When session_status is completed, the response includes normalized resident identity fields (name, dob, gender, mobile, full_address, user_photo, and nested result) decoded from the UIDAI SD-JWT callback. Treat every completed response as sensitive PII.
Key features
- Tenant-scoped: Session is visible only to the AppSecure tenant that created it.
- Terminal states:
completed,failed,expired. - OKYC-compatible fields: Top-level identity fields for downstream KYC pipelines.
- Webhook alternative: Skip polling when you set
webhook_urlon Init.
Implementation
Prerequisites
session_idfrom a successful OVSE Init call.- Resident has opened the QR or same-device launch link and completed (or abandoned) Aadhaar authentication.
Step 1: Poll from your backend
Headers
Authorization:Bearer <token>. Required. Scope must includeverify-aadhaar-ovse.
GET /verification/v1/ovse/status/ovse_sess_abc123 HTTP/1.1
Host: <verification-api-base-url>
Authorization: Bearer <token>
Accept: application/jsonStep 2: Interpret session_status
session_status | Meaning | Action |
|---|---|---|
pending | Waiting for UIDAI callback or resident action. | Poll again after a short interval (for example 2 to 5 seconds). |
completed | SD-JWT decoded successfully. | Read identity fields; stop polling. |
failed | User rejected auth, decode error, or UIDAI error code. | Read failure_code and failure_message; stop polling. |
expired | Session TTL elapsed before completion. | Start a new Init if the user should retry. |
Step 3: Use completed identity fields
On completed, key top-level fields:
| Field | Description |
|---|---|
name | Resident name from decoded credential. |
dob | Date of birth. |
gender | Gender code. |
mobile | Mobile number when disclosed. |
full_address | Composed address string. |
user_photo | Base64-encoded photo when available. |
result | Full nested decoded SD-JWT payload. |
verified_at | Unix timestamp of successful verification. |
client_reference_id | Your correlation id from Init when provided. |
Do: Store and transmit under your Aadhaar data handling policies. Do not: Log full responses or photos in plain-text analytics.
Polling guidance
- Start polling after presenting the QR or launch link to the resident.

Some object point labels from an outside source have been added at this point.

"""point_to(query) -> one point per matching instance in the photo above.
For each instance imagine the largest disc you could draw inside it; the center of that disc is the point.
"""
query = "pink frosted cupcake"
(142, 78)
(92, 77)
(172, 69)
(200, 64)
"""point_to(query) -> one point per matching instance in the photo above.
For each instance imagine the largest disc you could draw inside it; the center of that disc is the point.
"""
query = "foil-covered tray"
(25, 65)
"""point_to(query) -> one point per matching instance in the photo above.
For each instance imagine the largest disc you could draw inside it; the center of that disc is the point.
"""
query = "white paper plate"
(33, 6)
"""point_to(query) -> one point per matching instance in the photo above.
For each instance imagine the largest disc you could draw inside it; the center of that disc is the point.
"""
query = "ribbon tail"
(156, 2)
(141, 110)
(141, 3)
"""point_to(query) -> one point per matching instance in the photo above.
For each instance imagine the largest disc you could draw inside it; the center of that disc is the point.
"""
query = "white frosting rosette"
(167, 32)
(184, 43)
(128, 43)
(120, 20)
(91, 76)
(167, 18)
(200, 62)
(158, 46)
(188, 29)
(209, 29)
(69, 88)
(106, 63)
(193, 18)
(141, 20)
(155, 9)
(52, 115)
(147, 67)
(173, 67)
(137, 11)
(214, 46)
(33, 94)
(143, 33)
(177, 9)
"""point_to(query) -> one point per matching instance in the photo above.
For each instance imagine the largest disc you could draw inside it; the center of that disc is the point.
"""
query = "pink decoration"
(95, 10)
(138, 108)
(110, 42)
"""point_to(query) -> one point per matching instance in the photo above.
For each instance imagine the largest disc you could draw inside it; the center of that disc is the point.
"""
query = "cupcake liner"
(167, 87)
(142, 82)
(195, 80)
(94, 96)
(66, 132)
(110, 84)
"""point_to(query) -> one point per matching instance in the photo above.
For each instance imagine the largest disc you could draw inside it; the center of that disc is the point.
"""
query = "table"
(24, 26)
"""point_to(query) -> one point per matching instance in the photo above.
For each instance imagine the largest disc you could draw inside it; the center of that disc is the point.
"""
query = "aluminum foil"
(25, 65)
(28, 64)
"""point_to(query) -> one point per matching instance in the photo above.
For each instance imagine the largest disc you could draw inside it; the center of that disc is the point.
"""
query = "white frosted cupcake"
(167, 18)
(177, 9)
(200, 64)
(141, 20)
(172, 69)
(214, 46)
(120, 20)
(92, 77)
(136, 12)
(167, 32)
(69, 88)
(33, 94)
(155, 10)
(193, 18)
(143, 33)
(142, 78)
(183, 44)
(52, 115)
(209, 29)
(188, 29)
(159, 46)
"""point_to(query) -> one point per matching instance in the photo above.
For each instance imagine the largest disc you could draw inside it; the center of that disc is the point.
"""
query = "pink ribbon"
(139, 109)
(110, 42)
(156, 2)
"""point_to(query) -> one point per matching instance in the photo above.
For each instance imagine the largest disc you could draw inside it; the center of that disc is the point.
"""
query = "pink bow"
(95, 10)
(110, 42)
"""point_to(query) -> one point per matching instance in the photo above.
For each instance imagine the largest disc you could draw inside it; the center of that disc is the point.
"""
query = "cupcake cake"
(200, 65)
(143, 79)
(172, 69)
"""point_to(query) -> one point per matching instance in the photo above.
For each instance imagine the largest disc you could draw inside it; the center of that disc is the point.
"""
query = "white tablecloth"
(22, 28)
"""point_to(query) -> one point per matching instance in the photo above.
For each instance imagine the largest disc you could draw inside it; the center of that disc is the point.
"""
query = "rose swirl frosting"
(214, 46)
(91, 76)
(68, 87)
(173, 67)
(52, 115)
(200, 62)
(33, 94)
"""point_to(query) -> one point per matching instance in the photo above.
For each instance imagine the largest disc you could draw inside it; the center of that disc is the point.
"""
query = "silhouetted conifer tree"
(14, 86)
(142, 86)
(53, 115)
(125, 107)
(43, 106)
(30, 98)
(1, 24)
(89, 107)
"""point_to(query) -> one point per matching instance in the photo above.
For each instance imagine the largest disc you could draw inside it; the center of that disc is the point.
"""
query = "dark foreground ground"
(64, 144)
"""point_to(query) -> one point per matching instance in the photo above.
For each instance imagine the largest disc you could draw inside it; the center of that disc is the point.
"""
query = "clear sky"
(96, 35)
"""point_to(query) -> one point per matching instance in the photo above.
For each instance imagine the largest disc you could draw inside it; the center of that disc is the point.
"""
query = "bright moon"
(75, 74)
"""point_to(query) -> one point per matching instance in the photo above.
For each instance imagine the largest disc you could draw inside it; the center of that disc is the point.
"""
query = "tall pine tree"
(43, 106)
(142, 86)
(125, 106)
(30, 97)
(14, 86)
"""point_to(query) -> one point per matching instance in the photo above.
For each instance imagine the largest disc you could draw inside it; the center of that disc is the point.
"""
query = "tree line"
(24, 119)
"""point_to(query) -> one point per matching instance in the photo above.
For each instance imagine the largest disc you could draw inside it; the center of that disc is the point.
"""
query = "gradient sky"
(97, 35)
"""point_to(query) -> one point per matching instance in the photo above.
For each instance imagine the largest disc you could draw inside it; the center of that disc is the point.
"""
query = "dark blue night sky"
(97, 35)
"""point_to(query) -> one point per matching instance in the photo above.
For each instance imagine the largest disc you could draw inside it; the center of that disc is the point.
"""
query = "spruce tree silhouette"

- Use exponential backoff with a ceiling (for example 2s, 4s, 8s, max 15s) to avoid hammering the API.
- Stop when status is terminal or when
expires_atfrom Init has passed.
Error handling
| HTTP status | When |
|---|---|
| 404 | session_id not found for this tenant. |
| 401 | Missing, invalid, or unscoped Bearer token. |
| 500 | Server error. Retry with backoff; contact KwikID support if persistent. |
Example failed session body (200 with terminal status):
{
"session_id": "ovse_sess_abc123",
"session_status": "failed",
"failure_code": "301",
"failure_message": "User rejected authentication"
}Security notes
- Responses contain PII and possibly Aadhaar-linked data. Log only correlation ids.
- Call only from your backend; never expose the Bearer token or raw status payload to the browser.
Benefits
- Simple poll model for async offline verification.
- Normalized fields ready for KYC orchestration without parsing SD-JWT yourself.